Pada hari Rabu (10/08/2016), Reuters melaporkan bahwa Vietnam telah “diam-diam membentengi beberapa pulau di Laut China Selatan yang disengketakan dengan peluncur roket baru yang mampu menyerang landasan pacu China dan instalasi militer di seluruh rute perdagangan penting”, mengutip seorang pejabat Barat yang tidak disebutkan namanya.
Penempatan sistem roket oleh Vietnam yang mampu menyerang China secara dramatis meningkatkan pertaruhan atas perairan dan wilayah sengketa, pengerahan kekuatan tersebut sebagai imbas atas eskalasi yang dilakukan oleh Beijing.
Provokasi oleh Vietnam muncul akibat dari penolakan Xi Jinping untuk mematuhi putusan tetap oleh Pengadilan Arbitrase di Den Haag, yang memutuskan bahwa klaim teritorial Beijing untuk perairan yang disengketakan dan pulau-pulau di Laut China Selatan adalah tidak berdasar.
China beralasan bahwa itu keputusan politik, tidak memiliki substansi dan prosedural, terutama karena Hague tidak memiliki yurisdiksi atas kasus ini. Menghadapi tekanan regional dan Barat untuk meninggalkan klaim mereka di perairan tersebut, Beijing telah merespon dengan tegas, memberitahu rakyatnya untuk mempersiapkan diri berperang. Beijing telah meningkatkan patroli tempur ke Laut China Selatan, untuk menunjukkan kekuatan militer yang ditujukan untuk menangkal kontra-provokasi. Bagaimanapun Vietnam telah menaikkan taruhan, meningkatkan kemungkinan perang antara kedua sekutu lama, dan berpotensi mendorong China untuk mendeklarasikan Zona Identifikasi Pertahanan Udara (ADIZ), kepulauan Paracel dan Spratly dengan aset militer tambahan untuk mencegah perampasan dari mereka.
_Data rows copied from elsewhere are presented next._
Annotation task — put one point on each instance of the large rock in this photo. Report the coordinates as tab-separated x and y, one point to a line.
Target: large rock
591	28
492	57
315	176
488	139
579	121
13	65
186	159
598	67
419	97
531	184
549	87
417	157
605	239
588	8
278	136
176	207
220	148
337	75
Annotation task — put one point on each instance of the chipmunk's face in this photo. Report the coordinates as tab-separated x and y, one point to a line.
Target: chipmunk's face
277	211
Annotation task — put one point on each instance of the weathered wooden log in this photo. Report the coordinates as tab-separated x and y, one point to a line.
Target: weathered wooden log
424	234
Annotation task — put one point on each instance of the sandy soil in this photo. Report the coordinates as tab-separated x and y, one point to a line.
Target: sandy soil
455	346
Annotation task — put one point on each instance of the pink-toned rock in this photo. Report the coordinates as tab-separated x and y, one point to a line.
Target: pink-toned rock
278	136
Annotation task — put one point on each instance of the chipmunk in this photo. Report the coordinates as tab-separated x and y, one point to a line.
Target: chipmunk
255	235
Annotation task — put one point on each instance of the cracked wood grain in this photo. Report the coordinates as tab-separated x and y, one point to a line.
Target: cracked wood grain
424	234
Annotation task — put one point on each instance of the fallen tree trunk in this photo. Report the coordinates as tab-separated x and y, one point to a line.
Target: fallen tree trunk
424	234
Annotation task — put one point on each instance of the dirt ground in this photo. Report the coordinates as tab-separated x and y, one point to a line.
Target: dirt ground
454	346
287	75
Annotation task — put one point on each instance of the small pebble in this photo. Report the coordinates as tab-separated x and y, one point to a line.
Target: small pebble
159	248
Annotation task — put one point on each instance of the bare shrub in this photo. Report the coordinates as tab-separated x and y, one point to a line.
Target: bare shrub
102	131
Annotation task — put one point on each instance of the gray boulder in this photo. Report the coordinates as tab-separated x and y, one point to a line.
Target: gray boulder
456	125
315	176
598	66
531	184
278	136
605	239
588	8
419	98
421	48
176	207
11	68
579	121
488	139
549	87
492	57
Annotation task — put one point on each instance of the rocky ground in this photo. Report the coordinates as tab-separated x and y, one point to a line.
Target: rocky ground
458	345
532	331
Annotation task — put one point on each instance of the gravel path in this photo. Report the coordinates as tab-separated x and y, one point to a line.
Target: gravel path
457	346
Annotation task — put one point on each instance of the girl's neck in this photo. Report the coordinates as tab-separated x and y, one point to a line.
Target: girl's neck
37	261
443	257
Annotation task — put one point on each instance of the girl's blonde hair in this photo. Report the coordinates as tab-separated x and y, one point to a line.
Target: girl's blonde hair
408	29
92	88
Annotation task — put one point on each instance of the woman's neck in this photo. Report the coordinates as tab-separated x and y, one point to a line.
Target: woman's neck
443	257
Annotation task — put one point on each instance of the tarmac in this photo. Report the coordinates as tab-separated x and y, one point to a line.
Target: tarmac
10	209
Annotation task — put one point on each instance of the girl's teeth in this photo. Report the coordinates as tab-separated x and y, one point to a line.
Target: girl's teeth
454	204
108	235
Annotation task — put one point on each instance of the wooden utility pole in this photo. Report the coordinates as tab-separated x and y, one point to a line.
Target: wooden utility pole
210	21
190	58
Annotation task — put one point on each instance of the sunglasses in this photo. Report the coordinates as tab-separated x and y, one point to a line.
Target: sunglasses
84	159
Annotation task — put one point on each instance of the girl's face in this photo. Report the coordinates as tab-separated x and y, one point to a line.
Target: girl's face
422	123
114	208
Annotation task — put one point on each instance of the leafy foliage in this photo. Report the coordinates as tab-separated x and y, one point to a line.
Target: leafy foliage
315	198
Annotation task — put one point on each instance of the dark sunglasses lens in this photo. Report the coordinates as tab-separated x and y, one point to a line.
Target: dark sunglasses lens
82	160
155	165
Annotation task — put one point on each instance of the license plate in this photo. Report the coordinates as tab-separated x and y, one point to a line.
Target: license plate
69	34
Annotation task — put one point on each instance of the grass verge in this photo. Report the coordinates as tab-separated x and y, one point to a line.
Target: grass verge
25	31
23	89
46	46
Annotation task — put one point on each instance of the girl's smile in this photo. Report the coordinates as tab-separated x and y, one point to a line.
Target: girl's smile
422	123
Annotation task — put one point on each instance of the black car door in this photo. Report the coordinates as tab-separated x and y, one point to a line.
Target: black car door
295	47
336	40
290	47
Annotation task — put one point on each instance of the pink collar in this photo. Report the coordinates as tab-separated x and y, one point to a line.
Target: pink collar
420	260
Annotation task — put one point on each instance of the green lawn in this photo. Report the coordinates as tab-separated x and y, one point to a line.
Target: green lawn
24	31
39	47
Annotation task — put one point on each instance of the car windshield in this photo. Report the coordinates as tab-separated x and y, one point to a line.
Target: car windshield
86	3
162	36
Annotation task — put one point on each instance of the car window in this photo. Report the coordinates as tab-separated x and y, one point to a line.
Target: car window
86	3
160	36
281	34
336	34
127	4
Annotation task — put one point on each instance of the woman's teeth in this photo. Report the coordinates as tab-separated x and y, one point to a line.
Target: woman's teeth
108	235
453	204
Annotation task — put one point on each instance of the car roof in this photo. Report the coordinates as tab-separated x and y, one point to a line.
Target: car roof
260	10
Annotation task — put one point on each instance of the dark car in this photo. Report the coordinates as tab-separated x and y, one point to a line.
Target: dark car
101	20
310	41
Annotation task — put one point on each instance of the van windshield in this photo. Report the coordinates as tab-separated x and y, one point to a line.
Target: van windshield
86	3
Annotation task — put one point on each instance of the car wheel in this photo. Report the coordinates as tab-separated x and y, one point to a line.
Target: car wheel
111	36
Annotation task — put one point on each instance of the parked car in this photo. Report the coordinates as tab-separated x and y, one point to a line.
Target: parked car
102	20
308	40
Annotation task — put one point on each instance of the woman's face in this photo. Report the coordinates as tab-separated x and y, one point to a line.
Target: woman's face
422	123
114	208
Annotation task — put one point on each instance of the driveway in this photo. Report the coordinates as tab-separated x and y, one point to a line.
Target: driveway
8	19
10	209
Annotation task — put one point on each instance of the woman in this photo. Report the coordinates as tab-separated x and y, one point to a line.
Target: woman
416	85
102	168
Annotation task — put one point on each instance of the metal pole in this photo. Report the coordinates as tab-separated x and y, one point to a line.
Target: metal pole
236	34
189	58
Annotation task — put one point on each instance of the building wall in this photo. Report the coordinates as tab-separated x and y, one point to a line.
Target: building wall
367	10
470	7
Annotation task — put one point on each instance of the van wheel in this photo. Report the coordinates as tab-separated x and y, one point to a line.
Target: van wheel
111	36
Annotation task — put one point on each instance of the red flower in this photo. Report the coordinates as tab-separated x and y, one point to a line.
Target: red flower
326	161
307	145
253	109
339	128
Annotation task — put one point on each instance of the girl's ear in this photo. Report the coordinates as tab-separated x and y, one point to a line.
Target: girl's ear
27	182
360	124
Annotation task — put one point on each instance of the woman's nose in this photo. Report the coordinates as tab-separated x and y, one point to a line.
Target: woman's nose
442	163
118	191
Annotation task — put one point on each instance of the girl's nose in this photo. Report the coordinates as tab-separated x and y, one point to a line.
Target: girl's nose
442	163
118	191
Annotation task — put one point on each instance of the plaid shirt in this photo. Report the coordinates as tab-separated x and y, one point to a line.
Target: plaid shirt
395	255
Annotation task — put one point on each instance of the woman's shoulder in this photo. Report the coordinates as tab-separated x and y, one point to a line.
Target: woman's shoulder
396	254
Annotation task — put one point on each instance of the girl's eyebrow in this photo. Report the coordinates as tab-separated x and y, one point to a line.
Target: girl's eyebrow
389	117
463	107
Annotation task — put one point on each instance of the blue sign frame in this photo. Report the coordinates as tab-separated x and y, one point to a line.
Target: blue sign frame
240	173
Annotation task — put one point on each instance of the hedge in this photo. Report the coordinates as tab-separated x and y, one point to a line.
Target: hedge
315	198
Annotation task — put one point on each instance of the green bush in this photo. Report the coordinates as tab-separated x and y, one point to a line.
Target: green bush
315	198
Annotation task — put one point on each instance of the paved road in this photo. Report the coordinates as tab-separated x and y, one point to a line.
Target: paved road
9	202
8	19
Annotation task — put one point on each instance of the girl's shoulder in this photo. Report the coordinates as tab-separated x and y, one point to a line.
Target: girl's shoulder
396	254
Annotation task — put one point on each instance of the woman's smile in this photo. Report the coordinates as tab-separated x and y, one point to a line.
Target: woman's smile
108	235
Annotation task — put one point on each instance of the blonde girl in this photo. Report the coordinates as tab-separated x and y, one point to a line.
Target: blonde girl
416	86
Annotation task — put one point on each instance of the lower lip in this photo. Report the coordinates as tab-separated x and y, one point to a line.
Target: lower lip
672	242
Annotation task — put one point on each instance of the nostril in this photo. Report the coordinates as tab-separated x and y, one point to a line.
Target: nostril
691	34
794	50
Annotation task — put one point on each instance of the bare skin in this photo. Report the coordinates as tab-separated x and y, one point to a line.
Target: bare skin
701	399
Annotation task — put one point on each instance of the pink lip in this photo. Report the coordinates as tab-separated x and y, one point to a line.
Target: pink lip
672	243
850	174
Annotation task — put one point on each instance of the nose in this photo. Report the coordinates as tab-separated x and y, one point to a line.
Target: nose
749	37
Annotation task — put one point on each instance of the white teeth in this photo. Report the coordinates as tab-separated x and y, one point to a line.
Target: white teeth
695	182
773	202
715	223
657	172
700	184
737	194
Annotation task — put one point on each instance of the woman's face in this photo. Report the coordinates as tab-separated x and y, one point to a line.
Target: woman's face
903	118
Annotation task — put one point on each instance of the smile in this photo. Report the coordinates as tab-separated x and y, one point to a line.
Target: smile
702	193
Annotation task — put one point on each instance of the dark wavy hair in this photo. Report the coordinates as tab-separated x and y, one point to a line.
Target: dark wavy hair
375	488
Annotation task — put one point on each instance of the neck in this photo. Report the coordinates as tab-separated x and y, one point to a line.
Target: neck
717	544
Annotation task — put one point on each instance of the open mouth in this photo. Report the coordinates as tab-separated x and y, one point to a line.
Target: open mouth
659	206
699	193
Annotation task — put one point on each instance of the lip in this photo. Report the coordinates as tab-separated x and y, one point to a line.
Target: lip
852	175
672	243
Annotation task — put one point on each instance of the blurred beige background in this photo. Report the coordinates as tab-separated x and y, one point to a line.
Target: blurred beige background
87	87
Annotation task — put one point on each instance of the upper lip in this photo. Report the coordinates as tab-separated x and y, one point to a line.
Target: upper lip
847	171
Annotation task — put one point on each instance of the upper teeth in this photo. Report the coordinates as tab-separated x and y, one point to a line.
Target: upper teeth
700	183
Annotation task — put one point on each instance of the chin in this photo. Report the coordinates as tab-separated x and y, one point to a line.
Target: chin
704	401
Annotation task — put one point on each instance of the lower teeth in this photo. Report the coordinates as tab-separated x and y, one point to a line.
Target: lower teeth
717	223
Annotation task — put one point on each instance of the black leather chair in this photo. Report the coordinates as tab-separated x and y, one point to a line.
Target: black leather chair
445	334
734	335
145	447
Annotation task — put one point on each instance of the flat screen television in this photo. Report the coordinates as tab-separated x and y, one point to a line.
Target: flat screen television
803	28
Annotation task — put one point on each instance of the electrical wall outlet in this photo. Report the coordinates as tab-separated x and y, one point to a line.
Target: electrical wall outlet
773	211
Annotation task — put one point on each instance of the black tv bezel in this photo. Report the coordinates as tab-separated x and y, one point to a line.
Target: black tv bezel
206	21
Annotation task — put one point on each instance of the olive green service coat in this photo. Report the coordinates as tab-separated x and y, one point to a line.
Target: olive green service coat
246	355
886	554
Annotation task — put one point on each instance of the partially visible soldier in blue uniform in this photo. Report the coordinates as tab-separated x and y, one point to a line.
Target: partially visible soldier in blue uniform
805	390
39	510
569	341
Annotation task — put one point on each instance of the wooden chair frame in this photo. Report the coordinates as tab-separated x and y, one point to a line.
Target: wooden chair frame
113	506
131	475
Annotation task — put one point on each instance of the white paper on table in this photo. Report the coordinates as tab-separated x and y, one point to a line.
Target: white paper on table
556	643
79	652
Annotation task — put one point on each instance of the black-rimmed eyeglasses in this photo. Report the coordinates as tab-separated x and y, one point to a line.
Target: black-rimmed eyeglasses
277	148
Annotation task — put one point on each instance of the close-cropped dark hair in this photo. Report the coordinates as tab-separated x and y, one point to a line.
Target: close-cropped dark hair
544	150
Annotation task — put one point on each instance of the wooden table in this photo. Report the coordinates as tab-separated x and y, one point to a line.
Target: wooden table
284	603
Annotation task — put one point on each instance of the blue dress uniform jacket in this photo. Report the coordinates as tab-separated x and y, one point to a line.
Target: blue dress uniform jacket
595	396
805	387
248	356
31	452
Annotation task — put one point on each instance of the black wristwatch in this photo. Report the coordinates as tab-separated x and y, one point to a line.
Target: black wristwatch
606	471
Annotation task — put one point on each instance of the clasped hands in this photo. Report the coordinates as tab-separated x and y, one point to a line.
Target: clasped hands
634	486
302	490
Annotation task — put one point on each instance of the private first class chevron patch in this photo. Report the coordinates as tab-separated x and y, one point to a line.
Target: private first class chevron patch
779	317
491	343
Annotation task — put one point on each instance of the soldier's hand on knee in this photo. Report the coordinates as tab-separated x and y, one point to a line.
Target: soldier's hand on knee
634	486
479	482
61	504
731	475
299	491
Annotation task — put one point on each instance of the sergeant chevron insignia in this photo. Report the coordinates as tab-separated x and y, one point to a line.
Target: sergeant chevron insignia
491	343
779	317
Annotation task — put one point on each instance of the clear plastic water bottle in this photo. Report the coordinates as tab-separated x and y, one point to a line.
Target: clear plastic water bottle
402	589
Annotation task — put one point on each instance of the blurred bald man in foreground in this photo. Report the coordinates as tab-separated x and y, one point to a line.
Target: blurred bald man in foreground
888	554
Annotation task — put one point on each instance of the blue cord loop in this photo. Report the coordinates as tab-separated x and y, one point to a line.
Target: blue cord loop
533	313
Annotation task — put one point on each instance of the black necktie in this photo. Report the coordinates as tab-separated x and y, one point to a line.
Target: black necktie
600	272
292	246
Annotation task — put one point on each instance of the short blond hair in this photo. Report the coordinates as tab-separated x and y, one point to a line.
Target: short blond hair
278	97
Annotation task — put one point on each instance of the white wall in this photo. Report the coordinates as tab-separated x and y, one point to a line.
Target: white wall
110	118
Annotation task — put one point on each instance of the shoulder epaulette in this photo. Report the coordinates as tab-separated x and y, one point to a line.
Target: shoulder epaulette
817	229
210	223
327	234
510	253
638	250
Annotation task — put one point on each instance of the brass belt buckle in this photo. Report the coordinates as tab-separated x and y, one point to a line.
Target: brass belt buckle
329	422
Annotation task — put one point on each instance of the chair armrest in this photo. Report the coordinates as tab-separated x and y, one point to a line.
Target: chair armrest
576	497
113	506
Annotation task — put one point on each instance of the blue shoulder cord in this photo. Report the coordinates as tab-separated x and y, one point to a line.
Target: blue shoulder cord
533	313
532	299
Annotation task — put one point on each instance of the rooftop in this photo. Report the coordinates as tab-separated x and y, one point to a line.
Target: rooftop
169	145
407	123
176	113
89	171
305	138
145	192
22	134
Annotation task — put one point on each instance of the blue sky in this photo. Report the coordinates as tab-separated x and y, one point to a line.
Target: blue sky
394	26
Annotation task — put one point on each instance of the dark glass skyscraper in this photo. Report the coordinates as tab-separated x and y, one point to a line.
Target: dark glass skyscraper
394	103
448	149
Beijing mungkin akan meningkatkan eskalasi militer jika mencurigai bahwa Hanoi menggunakan peluncur roket untuk menciptakan kemampuan anti-akses/zona-larangan (A2/AD). Militer Vietnam adalah salah satu dari beberapa kekuatan global yang bisa mengancam China dalam perang konvensional, karena memiliki beberapa kapal selam paling canggih di dunia yang dibeli dari Moskow.
Perang antara Vietnam dan China sepertinya tidak mungkin terjadi, karena kedua negara memiliki latar belakang komunis, dan kemungkinan mereka akan memperbaiki dialog dan kompromi. Dalam lingkungan yang lebih luas, terjadi penumpukan kekuatan militer Jepang untuk menentang China, dan Amerika Serikat duduk di pintu belakang Beijing, telah mengerahkan sistem anti-rudal THAAD di Korea Selatan, kemungkinan aksi militer oleh China tidak dapat diabaikan.
Pemerintahan Obama mencabut sanksi militer dan ekonomi yang telah diberlakukan oleh Amerika Serikat pada Hanoi selama hampir 50 tahun, dan mulai menjual senjata ke Vietnam. Wilayah geopolitik telah menjadi kurang ramah pada China setelah putusan Den Haag, dan jika Beijing dipaksa dalam perlombaan senjata, ketegangan di Laut China Selatan tidak mungkin mereda dalam waktu dekat.